Here is a case where the neutral was used for grounding that caused a elderly friend of mine to go into a coma for 4 months, she did regain conscience but was never the same and died a year later.
She lived in a trailer at a local trailer park, the state came through and made the park upgrade their electrical system and what they were supposed to do was to install a 4-wire system to the trailer from the service pedestal/meter bank, the park owned some parks in lower southwest Michigan so they use their electrician from one of these parks to do this upgrade.
What they did was beyond comprehension, originally the trailer had a 4-wire system but the EGC was a bare copper #8, they disconnected this bare #8 and installed a ground rod at the trailer and one at the meter pack, they re-bonded the neutral to the panel ground bar inside of the trailer thus using the neutral as the EGC between the service meter pack and the trailer, the wiring was old and when her hot water heaters heating element went to ground it blew open the aluminum neutral connection at the neutral bar in the service disconnect at the meter, this in turn put everything grounded at the trailer at the potential of the hot feeding the water heater (120v) when she came home it was raining and standing on the metal steps and landing when she went to grab the door handle she couldn't let go until she passed out and fell back down the stairs, there was standing water under the stairs and she had stepped in a puddle just before she went up the stairs so her shoes were also soaked, the neighbor called 911 and then myself as she didn't have any family so I kind of looked after her, one of the EMT's who responded also grabbed the door handle and was shocked, I had just got there so I turned off the main breaker at the meter pack, after going to the hospital and everything I went back to find out what had happened and the above was what I had found, from there I contacted the state AHJ who was a friend of mine and he fired the state HUD inspector who allowed the electrician to do this, he also wrote the state of Michigan with a the info on what he did, never found out what became of it, our state gave the park 1 week to correct all the trailers electrical miss-wiring and other parks that was inspected by this inspector was reinspected.
A second issue of using the neutral as a EGC was on a freezer in a garage, no injury's but it could have been worse:
I was called out on a complaint of the home owner getting shocked on a new freezer that had been put in a garage on an old house, there were no receptacles in this attached garage so the elderly home owner had a handyman install a couple, he ran NM back into the crawlspace to a junction box up on the floor joist under the living room, the wiring was old NM cloth covered as well as the individual conductors were also cloth covered as typically seen in 1940ish houses, there were no equipment grounding conductors, I had plugged in my 3-lamp plug tester and it showed a correctly wired receptacle with a good ground, but when I used an extension cord to a temp receptacle wire into the panel as a known good reference point, I found that the neutral and ground was hot and the hot was ground/neutral, I crawled into the crawl space and found the JB he had wired the new receptacles to, I found that the old cloth insulation was so bad you could not tell any longer which one was neutral or hot, he had boot legged the neutral and EGC together to the hot conductor and the black was connected to what he thought was hot but it was in fact the neutral, this mistake put the EGC and the case of the freezer at 120 volts to earth and when the homeowner walked out bare footed and grabbed the handle she was shocked, being that she was in her late 70's it could have turned out very badly for her, but luckily she must of not had a very good contact between her feet and the concrete floor and the floor was very dry, I ended up running a whole new circuit to the breaker panel in the utility room just off the garage.

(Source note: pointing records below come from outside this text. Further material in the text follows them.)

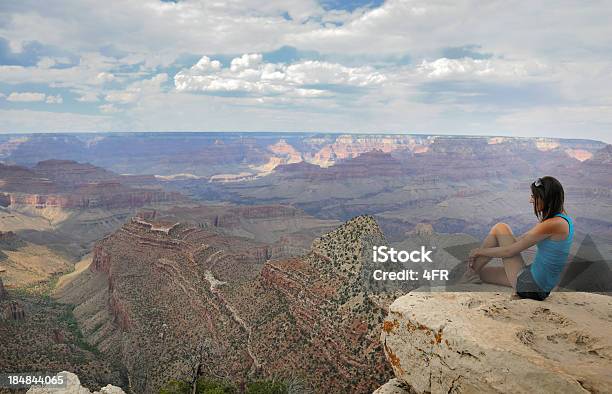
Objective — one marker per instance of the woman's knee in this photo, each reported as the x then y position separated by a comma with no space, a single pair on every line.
501,228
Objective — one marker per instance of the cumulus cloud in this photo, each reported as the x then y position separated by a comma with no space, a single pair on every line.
57,99
250,74
26,97
88,97
468,67
108,108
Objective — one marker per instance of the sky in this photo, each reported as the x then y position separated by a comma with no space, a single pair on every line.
497,67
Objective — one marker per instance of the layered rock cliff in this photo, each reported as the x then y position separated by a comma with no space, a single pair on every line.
483,340
157,293
68,184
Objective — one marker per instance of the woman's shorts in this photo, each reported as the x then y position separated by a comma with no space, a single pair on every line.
526,287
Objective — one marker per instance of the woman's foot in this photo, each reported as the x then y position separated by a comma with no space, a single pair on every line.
470,276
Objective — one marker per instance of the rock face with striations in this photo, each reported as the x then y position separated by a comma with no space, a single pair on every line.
3,293
491,342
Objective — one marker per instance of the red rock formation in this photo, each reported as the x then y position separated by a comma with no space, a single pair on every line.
14,311
374,163
169,290
72,185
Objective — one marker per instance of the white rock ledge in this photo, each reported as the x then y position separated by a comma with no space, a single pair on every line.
468,342
73,386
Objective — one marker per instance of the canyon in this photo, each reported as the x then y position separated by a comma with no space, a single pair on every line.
136,256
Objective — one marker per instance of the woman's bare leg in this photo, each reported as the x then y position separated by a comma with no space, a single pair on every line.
512,265
490,241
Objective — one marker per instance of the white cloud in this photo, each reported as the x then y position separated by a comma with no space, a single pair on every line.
26,97
391,62
250,74
108,108
476,68
57,99
88,97
105,77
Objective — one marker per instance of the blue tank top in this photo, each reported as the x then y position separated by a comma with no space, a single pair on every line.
551,258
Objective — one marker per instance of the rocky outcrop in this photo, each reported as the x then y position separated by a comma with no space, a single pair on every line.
73,386
477,341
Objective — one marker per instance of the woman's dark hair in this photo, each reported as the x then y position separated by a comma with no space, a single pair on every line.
549,195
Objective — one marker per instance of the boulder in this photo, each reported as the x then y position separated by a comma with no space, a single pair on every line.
476,341
73,386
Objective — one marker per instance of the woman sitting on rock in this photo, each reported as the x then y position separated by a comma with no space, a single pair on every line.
553,236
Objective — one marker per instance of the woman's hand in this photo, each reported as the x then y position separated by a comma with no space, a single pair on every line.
474,253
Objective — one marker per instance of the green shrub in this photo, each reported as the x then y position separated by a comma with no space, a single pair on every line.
266,387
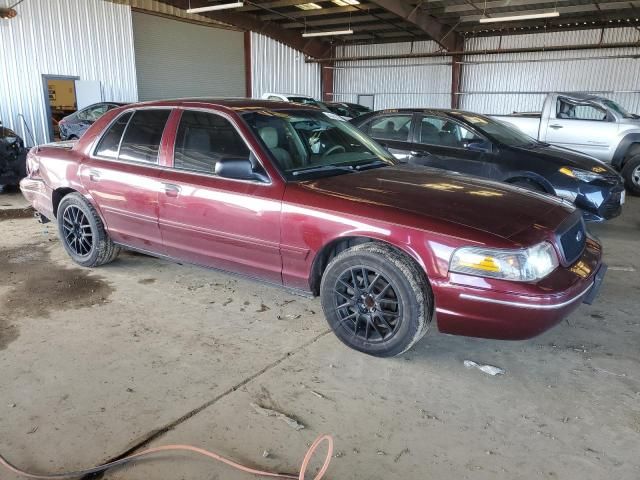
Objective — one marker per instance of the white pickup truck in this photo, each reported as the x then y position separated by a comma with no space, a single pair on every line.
590,124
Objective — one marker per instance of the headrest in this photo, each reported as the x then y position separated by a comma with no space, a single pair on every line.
269,136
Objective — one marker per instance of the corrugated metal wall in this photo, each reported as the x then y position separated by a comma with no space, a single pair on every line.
177,59
90,39
487,80
416,82
281,69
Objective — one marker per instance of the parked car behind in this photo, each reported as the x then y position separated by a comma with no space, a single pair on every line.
477,145
289,195
12,157
293,98
590,124
347,110
73,126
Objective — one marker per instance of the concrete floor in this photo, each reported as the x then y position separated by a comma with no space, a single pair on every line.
142,351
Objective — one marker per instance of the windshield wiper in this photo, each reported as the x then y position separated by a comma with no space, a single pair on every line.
373,164
324,168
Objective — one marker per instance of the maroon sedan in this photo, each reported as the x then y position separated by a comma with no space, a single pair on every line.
293,196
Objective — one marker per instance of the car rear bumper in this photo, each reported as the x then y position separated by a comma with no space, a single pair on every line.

So in this second case we find that a 3-light tester will not detect a fault when the hot is used as a neutral and ground and the neutral was landed on the hot, the correct two lights still lit up that said it was wired correctly as they have no way of sensing the reversed polarity, all they can sense is if there is a potential between the hot and neutral and hot and ground which there would be if the ground and neutral was hot and the hot was neutral, also bootlegging a ground to neutral at the receptacle will also show this and a 3-light tester would not show it, but have the neutral open up or a bad connection and now the appliance will have a potential to earth or in this case the concrete floor and a person could be killed, especially a young child or an elderly person.
If the above ever happened and caused a person to be killed a good lawyer would have a field day in court, and even a prosecutor could bring criminal charges against someone who had done this, a very good reason to fix these when ever encountered.